The Last of Mr. Norris concerns our narrator (William Bradshaw, which would be Mr. Isherwood's middle names) as he crosses into German by train, sharing a compartment with the title character, a rather effeminate business man whom the narrator assumes is smuggling silk from Paris into Berlin.
Mr. Norris and Bradshaw become friends over time, with Bradshaw getting involved with the German Communists by proxy. Mr. Norris has issues with his hired help, and also appears to be paying a woman of negotiable virtue (and a friend when not otherwise employed) to dominate him. Over time, we see Norris, who does works for the Communists, get Bradshaw involved with Herr Kuno Pregnitz for a trip to Switzerland to make monetary arrangements which would benefit Mr. Norris. Pregnitz is an older man with a collection of physique magazines and a love of books written for younger men. (It's rather implied that Kuno's gay and has an interest in Bradshaw, but given the time of the writing, nothing is ever spoken aloud.) In Switzerland, Herr Pregnitz meets with Van Hoorn and son, not knowing they're Norris contacts. Kuno flirts shamelessly with the son, who in turn befriends Bradshaw, eventually unleashing his Nazi sympathies to the young British narrator. (Having the benefit of reading this nearly a century later, I can say it's quite disturbing how much the young Dutchman believes the crap.) As it turns out, what's been going on is that Van Hoorn Sr. is with the French Secret Service and trying to use Herr Pregnitz government contacts to get better information than Norris can provide.
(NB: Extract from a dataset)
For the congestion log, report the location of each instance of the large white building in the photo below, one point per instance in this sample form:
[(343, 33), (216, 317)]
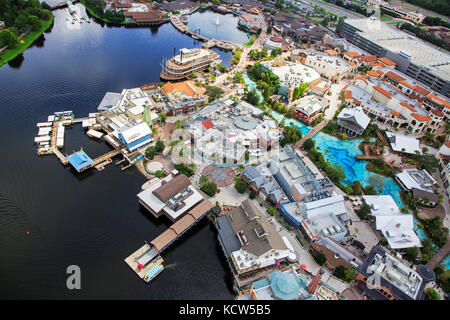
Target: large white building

Which leads to a confrontation with Norris, who in turn leaves town before either the Police or the Communists or his former employee can get him. We hear bits from him over a few moths, as the reichstag burns while he is in South America.
Then we start into Goodbye to Berlin, which is narrated by a man named Christopher Isherwood. (Or Herr Isseyvoo, as his landlady Frl. Schroeder calls him.) It takes the form of a diary (or journal really; nothing is dated and the stories really don't have a particular narrative order to them), discussing Isherwood's various dealings with people in Berlin. This section is where we meet the now famous Sally Bowles, a singer with rather...um...loose standards of morality. (It's kind of funny, she's only in the book for about 30 pages, but she's one of the most memorable parts.) We meet the tenants sharing his boarding house with him, including the prostitute Frl. Kost (who winds up with a Japanese sugar daddy towards the end) and Frl. Mayr, the singing Nazi. We wend our way through him teaching English to students, some poorer than others, and at one point join him in a small attic where he's living with a 5 person family. We meet the Landaurs, a Jewish family who's fate doesn't seem that pleasant by the end. (The patriarch suffers a "heart attack" under the eyes of the Nazis.) We watch as Weimar falls and the Reich rises.
Honestly, it's the end that gets to be the most memorable, as Isherwood talks about the folks watching the atrocities start and throwing up their hands, but not doing anything to stop them.
One of the more striking bits of all of this is discussions on how everyone wound up where they are in the narrative, While this would have been Depression era, the post War era with its Inflation is almost another character in the narrative. It's hard not to feel like you are there in some sections, whether freezing in Otto's parent's kitchen, or listening as the old maids argue over small things in the living room.
Quite frankly, I kind of wish they'd have used either one or both of these for the German perspective in my high school lit class's WWII section rather than the rather horrid novel we read instead.